The causes of the mass SME extinction are a complex interplay between discriminatory planning regulations and the retrenchment of affordable finance, and are best discussed in greater detail in another blog. Yet, it is interesting to ask why it even matters that SMEs have been displaced, given that the volume of housebuilding has increased in recent years. Some 42,470 new builds were registered by the National House Building Council in the first quarter of the year, the highest figure for a decade. Over three years, housebuilding has increased by more than 50%, driven predominantly by the large builders, who were responsible for 90% of housing increases since the recession. However, such growth cannot continue indefinitely. In order to deliver a sustained and robust supply of new homes, the building sector needs to be a balanced eco-system of both small and larger developers. SMEs are better placed to swiftly unlock the potential of smaller sites which are unsuitable for larger developers and would thus otherwise be left vacant. Furthermore, SMEs hold smaller cash balances and are thus motivated to turnover sites quickly and maintain output during times of economic hardship. SMEs are also vital in increasing investment and jobs which are sensitive to the needs of local communities. A major bottleneck which impedes the growth of the whole construction sector is the lack of skilled workers, and a diverse network of SMEs is much better placed than a few volume builders to provide apprenticeships and training across the nation.

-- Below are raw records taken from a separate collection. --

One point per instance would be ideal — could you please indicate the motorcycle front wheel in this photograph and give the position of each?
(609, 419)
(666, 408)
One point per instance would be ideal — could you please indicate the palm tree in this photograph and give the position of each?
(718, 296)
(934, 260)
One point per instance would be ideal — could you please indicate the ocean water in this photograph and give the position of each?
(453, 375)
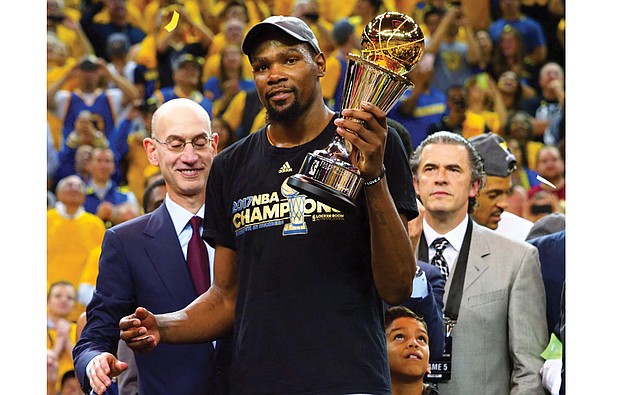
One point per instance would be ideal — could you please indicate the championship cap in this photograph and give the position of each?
(289, 25)
(498, 160)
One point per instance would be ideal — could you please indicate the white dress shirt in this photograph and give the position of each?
(455, 239)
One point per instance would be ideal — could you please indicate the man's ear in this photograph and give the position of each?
(151, 151)
(216, 139)
(321, 64)
(474, 190)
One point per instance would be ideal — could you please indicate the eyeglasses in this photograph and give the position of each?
(176, 144)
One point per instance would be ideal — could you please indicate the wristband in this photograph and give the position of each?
(376, 179)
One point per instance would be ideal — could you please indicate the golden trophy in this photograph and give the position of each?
(392, 45)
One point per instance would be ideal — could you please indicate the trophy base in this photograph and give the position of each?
(321, 192)
(328, 180)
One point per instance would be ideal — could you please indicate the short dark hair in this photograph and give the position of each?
(392, 313)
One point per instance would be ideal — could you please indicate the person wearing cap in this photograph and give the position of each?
(501, 327)
(186, 69)
(306, 303)
(492, 201)
(105, 103)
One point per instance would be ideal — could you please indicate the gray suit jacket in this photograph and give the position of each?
(501, 328)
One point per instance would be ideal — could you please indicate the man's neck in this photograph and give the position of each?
(191, 203)
(412, 388)
(442, 222)
(301, 130)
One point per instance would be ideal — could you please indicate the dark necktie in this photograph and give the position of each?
(198, 258)
(440, 244)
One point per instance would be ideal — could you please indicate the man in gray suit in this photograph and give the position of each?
(500, 327)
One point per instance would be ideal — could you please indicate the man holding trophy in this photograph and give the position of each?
(300, 276)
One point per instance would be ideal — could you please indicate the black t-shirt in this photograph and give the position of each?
(308, 319)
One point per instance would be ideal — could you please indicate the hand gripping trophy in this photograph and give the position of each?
(392, 45)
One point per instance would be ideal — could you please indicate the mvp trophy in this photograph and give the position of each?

Large housebuilders are producing the majority of UK homes
However, an often overlooked issue is that smaller players are vital for driving innovation and disruption. By-and-large homes are built in much the same fashion as they were 20 years ago, a process which is expensive, slow and inefficient. ONS statistics reveal that while productivity in other industries has increased by 50% in the last 20 years ago, the output per hour of the construction industry has remained flat. According to the Federation of Master Builders, the large housebuilders hold over 600,000 plots of land, enough to provide one million new homes in the UK, in other words they are fat and happy. Furthermore, even if they were motivated to innovate, the cost and time required to do so would be prohibitive, as large businesses, just as oil tankers, cannot turn on a penny.

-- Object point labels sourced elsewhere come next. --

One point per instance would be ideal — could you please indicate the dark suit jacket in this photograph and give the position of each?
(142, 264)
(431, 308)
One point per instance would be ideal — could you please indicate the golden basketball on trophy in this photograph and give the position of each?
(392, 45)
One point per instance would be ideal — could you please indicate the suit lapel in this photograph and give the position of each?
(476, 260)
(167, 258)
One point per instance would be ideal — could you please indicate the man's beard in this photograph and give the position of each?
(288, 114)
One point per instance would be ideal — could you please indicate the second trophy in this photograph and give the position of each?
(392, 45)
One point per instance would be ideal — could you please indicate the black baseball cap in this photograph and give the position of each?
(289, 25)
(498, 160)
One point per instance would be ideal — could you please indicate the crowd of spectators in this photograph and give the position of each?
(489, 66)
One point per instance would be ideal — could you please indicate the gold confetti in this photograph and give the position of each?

Over the last two decades, it has been the nimble, hungry start-ups who provide the ideas and talent which have driven the growth and evolution of whole sectors. First it was technology, then retail, then travel, and now it is even the financial sector. The construction industry’s time is long overdue.
We should not be looking to simply resurrect the SMEs of yesteryear, but also encourage the micro-builders of tomorrow. Google has earmarked $300m to fund the ‘most disruptive’ start-ups, not out of altruism, but because it knows it can learn from them. If the large builders are switched on, they will be supporting SMEs to grow, not observing their decline.